The first was the Tribunal when they became gods (made it so they were gods all along)
The second was...Talos right? Or does that count as DF?
Oh crap, forgot about the Tribunal, make that four.
1) Tribunal
2) The Marukhathi Selective when attempting to remove aspects of Auriel from Akatosh. (This even is the original Dragon Break, as it literally involved the dragon)

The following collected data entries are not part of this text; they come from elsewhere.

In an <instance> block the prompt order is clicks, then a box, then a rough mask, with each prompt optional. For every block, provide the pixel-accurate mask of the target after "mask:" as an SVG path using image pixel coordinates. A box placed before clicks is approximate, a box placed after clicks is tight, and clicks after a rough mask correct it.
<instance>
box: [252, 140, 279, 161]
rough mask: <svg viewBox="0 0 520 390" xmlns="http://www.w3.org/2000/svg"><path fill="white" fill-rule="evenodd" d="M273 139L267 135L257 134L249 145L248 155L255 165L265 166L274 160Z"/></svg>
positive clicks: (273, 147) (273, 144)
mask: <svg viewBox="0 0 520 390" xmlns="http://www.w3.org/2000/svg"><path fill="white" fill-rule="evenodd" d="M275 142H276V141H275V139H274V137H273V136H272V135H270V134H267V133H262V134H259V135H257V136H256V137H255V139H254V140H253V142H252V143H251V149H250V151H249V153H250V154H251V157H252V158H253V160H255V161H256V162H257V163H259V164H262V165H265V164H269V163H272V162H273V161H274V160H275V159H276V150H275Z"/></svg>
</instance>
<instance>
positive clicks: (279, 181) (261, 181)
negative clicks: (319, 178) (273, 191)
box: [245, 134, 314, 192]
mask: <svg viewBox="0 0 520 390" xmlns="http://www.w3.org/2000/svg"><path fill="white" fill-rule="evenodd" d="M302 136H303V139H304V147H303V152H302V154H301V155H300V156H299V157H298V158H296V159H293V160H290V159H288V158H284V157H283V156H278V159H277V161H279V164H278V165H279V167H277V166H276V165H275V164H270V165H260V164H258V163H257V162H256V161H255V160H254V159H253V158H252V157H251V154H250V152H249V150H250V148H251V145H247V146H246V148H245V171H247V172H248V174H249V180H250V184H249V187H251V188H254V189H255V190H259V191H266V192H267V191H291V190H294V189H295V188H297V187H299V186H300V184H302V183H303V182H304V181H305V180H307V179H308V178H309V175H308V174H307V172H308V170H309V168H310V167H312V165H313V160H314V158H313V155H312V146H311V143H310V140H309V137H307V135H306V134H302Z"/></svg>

3) At Rimmen, when Numidium is first assembled.
4) Warp In the West
The most important part of a Dragon Break is not someone becoming a god, it is the fracturing of time (Akatosh, the Dragon God of Time). Only the King of Worm's side of the Warp involved ascension. The Marukhathi weren't trying to ascend either - their goal was to remove the elven parts of their religion. Obviously impossible, as Auriel and Akatosh are [nearly] the same. The reason the Tribunal's ascension causes a Dragon Break is not that they became gods, it is the way they became gods (using mythopoeically enchanted, earthbone bending tools on the heart of Lorkhan). On the other hand, we have the ascension of Talos, which caused no temporal confusion (that is Dragon Break). Likewise, Vivec's realization of CHIM goes unrecorded, and nothing happened when the Dwemer absorbaside-ed themselves into a god (although one could say that is because the ritual was not completed).
I'd say no, Umbra becoming a Daedric prince will not cause a Dragon break. It would depend on the second novel, of course, but at the moment it looks like Vuhumba is borrowing power. He is a powerful individual, but not technically a god.